Expected behavior A clear and concise description of what you expected to happen.

I would expect the testset to be generated properly, or at least a more self-explainable error. I do not really know what would be the next best steps to debug.

Additional context Add any other context about the problem here. I can provide more stuff if needed, just ask me in comments and I'll see what I can post, as my project is supposed to stay confidential. Thanks in advance for your help !

malikbrh commented 1 week ago

After a bit more investigation, I've ran my code line by line and was able to do the following observations:

The first line of code I see not having an expected value is in the method flagged by my error trace: ragas.testset.synthesizers.multi_hop.abstract.MultiHopAbstractQuerySynthesizer._generate_scenarios where my node_clusters list (first line of this method) is empty.

Below is a picture of one of my Relationship object in my Knowledge_graph, some of them have properties overlapped_items and entities_overlap_score, but none has summary_similarity which would explain why the check True if rel.get_property("summary_similarity") else False never gets any node_clusters.

Screenshot 2024-11-12 at 17 16 42

So my question becomes the following: Why would my Relationships not get any summary_similarity property set? Am I missing documents for my testset to be generated? The documentation is quite light at the moment, any help would be greatly appreciated !

shahules786 commented 1 week ago

Hey, the reason could be that the default summary similarity threshold might be higher for your docs. You may do either or both of the following. 1) modify and add your own transforms 2) Skip MultiHopAbstractQuerySynthesizer query type by removing it from query_distribution parameter.

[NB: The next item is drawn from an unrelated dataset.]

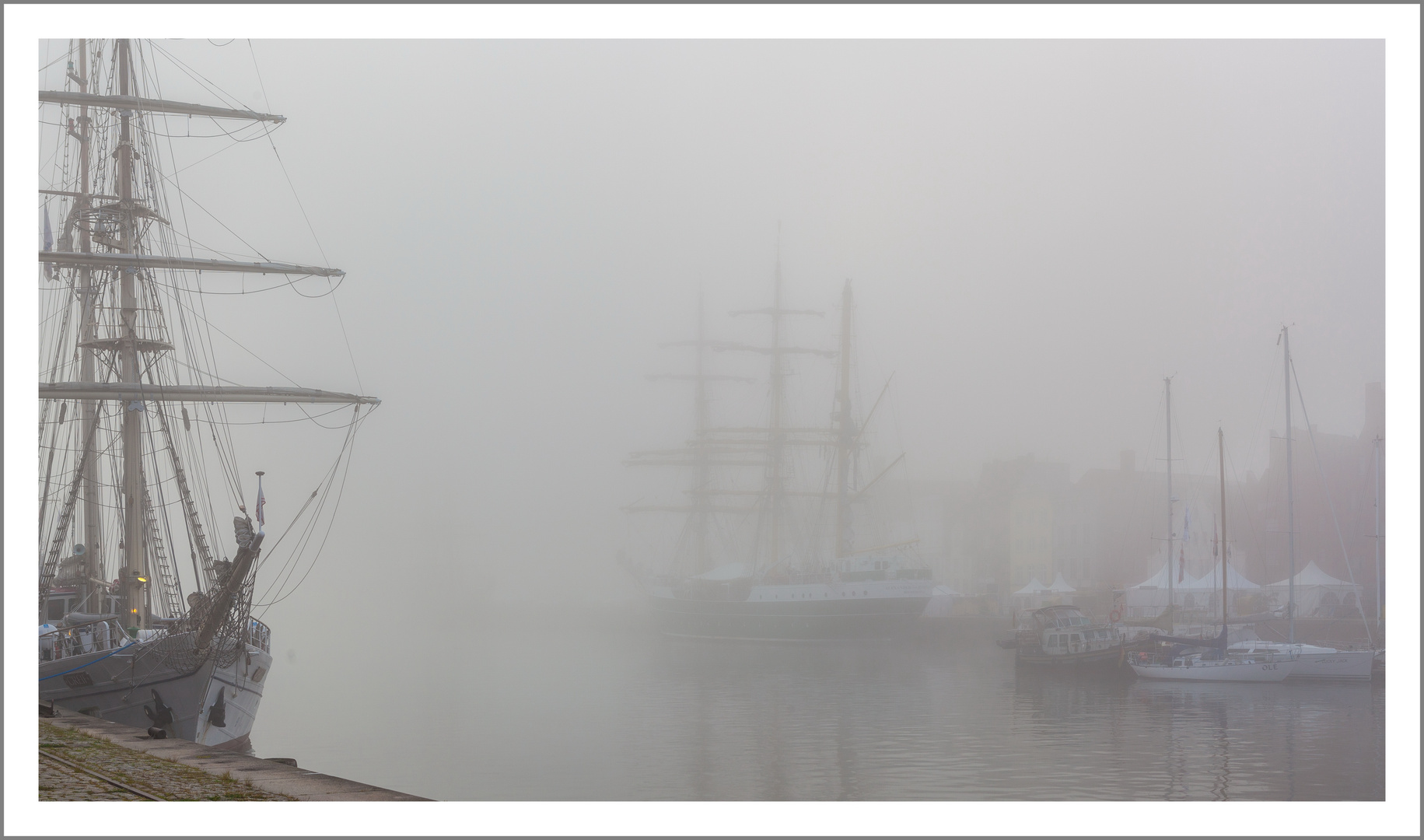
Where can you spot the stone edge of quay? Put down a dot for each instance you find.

We know that docs for Testgen is lagging, and we are trying our best to improve.

malikbrh commented 1 week ago

Hey @shahules786 , First of all, thanks for your reply ! I'm still debugging my problems with testset generation and I finally ended up with the same conclusion than you, similarity threshold was too high for it to pass on my first documents so I changed them to new ones that passed this check. I am relatively new with RAG architecture, my bad.

But I still have a question, for testing purposes, I changed the default_filter in ragas/testset/persona.py

By changing the return random.random() < 0.25 to True, my testset finally got generated, my nodes were removed from the generate_personas_from_kg method by this filter.

def default_filter(node: Node) -> bool:
    if (
        node.type.name == "DOCUMENT"
        and node.properties.get("summary_embedding") is not None
    ):
        return random.random() < 0.25
    else:
        return False

Any reason why this default_filter is coded this way? I understood the if conditions but couldn't find any explanation for the random. Thanks in advance !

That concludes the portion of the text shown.